Background: In patients with acute myocardial infarction, estimation of
infarct size by cumulative lactate dehydrogenase release at 72 h (LDHQ72)
is a simple and widely used method. Our objective was to study the value of
estimating infarct size, by the cumulative release of LDH over 72, 60, 48 and 36 h in
predicting left ventricular ejection fraction (LVef) and cardiac death at
1 year.
Methods: In the Zwolle Infarction Study infarct size estimated as LDHQ
was calculated in 1224 patients treated with primary percutaneous coronary
intervention for acute myocardial infarction between December 1993 and June 2001.
Patients were categorized as having small (LDHQ72<800 U/L), medium
(LDHQ72 800-2500 U/L) or large (LDHQ72>2500 U/L)
myocardial infarction.
Results: LDHQ72 was closely correlated with
LDHQ60, LDHQ48 and LDHQ36 (r =
0.998, 0.993 and 0.987, respectively, P <0.0001).
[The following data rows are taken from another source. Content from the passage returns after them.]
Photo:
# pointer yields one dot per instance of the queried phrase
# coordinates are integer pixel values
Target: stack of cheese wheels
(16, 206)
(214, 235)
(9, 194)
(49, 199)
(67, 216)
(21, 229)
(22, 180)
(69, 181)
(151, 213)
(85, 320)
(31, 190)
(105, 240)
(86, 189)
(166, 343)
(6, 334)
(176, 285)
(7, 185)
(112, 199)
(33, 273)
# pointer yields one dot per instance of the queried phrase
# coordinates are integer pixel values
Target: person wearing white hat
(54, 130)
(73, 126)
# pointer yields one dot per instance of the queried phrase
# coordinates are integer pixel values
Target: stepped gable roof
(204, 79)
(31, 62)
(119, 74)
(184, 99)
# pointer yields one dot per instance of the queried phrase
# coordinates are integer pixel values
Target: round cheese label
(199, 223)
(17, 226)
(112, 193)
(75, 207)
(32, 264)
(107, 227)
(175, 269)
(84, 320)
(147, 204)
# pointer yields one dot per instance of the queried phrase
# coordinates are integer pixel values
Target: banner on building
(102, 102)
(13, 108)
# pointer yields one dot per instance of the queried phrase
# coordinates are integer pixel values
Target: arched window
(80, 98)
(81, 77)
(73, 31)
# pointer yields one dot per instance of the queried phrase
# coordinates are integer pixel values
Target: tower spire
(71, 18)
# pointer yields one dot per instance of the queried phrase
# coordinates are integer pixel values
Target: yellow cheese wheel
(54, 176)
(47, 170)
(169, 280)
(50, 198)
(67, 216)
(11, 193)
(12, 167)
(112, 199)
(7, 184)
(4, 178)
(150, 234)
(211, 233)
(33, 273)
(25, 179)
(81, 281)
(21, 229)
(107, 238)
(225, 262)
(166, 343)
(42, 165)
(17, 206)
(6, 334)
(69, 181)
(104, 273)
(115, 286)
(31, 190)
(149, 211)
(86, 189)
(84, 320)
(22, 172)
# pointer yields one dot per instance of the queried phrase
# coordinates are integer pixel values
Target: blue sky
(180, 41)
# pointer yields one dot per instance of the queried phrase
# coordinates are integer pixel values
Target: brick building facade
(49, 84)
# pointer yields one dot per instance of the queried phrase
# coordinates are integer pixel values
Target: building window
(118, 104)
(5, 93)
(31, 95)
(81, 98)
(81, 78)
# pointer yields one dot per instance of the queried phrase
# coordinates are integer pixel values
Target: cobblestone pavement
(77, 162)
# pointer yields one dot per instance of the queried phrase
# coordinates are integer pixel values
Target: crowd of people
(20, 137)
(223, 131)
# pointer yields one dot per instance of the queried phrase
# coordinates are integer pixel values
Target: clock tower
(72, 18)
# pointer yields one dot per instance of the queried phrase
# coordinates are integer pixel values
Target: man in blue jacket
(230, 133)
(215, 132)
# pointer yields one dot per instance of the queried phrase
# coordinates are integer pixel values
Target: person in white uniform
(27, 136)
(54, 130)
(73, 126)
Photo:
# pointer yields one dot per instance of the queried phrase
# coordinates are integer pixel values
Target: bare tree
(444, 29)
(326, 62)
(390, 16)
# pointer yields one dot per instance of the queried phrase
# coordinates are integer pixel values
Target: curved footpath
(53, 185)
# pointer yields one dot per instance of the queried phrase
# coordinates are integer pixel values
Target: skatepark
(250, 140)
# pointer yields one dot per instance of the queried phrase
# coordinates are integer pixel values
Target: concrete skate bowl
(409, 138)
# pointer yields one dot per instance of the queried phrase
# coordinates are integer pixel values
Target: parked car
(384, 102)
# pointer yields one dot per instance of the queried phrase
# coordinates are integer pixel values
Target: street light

The relations
between LDHQ infarct size classification and mean LVef (51% vs 45% vs 35%,
P <0.001) or cardiac death at 1 year (0-0.3% vs 0.7-1% vs
6-8%) showed a similar pattern, irrespective of whether LDH was measured up to 36,
48, 60 or 72 h.
Conclusion: Infarct size classification based on LDHQ36 is an
objective and widely available method for early risk stratification in patients
treated with primary angioplasty for acute ST-segment elevation myocardial
infarction.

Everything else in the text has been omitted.